Re: The opposite of what anyone should do
>So a way of reliably marking realistic fakes is essential, at least until society accepts that the phrase 'the camera never lies' is well and truly dead and buried.
I agree with that in principle. However, let's try to imagine exactly how the marking would work.
1) The person who produces the fake marks it. This is easy, but if the point is defending against hostile fakes, then the person making them obviously won't mark them. You can ban them when you catch them, but catching them won't be trivial, so you won't be able to do it at scale, and they'll just make a new account.
2) Have AI service providers mark everything they do. This is easy, but the hostile actor can circumvent it by running the model himself. Running your own model, even for video, is already doable and will be outright trivial by the time any sort of agreement between AI service providers is finalized.
3) Bake the marking into the model during training.

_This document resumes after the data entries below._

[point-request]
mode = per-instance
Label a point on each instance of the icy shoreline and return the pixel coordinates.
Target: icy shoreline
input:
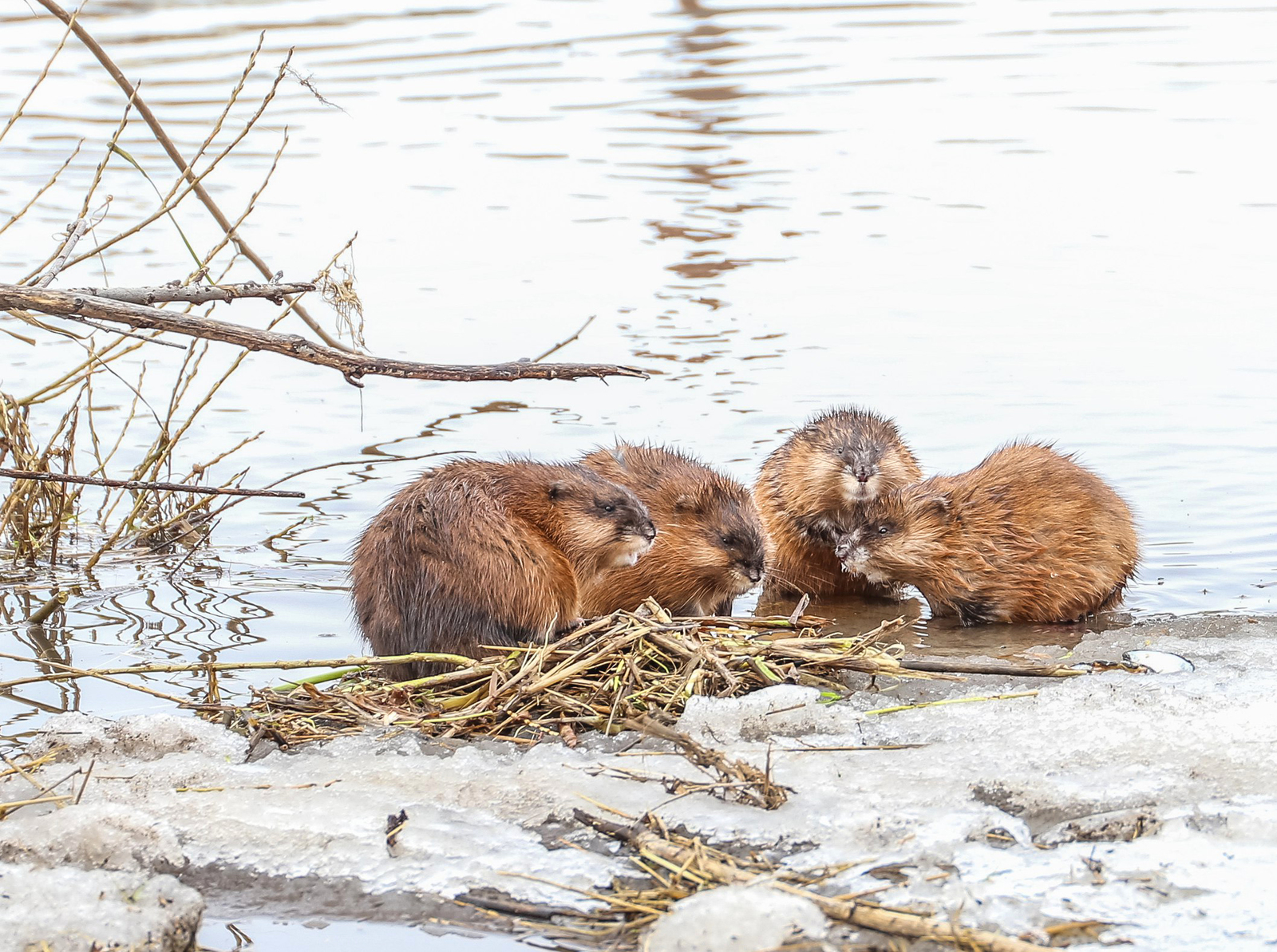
(1146, 802)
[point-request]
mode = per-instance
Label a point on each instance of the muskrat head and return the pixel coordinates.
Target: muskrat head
(727, 540)
(603, 525)
(895, 535)
(860, 453)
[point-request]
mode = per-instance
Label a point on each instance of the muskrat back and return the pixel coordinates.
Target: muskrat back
(811, 488)
(488, 553)
(1026, 536)
(709, 547)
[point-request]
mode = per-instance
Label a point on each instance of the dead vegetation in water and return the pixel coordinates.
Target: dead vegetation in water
(106, 413)
(631, 670)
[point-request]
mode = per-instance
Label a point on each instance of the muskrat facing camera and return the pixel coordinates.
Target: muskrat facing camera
(810, 490)
(709, 547)
(489, 553)
(1026, 536)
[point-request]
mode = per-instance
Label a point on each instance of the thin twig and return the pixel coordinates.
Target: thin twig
(176, 155)
(77, 231)
(353, 366)
(142, 484)
(561, 345)
(196, 294)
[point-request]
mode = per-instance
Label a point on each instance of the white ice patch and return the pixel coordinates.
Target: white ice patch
(73, 911)
(736, 919)
(1180, 758)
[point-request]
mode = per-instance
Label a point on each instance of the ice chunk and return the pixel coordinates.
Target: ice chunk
(95, 911)
(736, 919)
(91, 836)
(140, 737)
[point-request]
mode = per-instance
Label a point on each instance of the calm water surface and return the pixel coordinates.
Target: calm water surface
(989, 219)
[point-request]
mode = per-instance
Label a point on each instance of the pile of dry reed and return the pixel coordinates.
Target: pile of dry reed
(672, 866)
(626, 666)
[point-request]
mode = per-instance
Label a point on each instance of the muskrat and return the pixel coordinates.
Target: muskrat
(810, 490)
(489, 553)
(1026, 536)
(710, 545)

This is difficult, I'm not even sure it's possible, but let's assume it is. The hostile actor can circumvent this by using an unmarked model.
3a) So let's assume we've banned the development of unmarked models. This is also difficult and probably legally unfeasible, but let's assume we somehow managed. If all of that holds, then we have a marking system that works. For a few years. After that, computing will be cheap enough that hostile actors can train their own model, circumventing the solution.
4) Develop a software that spots and marks fakes (and/or hire an army of people specifically trained to look at videos and decide whether they are fake). This leaves you in a race with hostile actors, where nobody can ever achieve a complete victory. I.e. the system will always have a non-zero rate of false positives and false negatives. Worse, the hostile actors are at an advantage, because the delta between real videos and fakes is only going to grow narrower over time, not just shift around. Eventually, the fakes will be undistinguishable from real, and that will be it.
I'm out of ideas. Any others?
So, even in the best case scenarios, we simply can't mark them "until society adapts". The best we can do is buy society a few years' time, after which the fakes will be everywhere regardless of whether society is ready or not. Even that is assuming that a lot of things go well. It's more likely that there is nothing we can do to mark fakes in a reliable fashion.
I would humbly suggest that it's better to focus our energies on figuring out how society can adapt to a world where anything you don't see with your own eyeballs might be fake. We'll have to do it soon anyway. Figuring out how to restore the concept of "trusted sources" could be a good first step.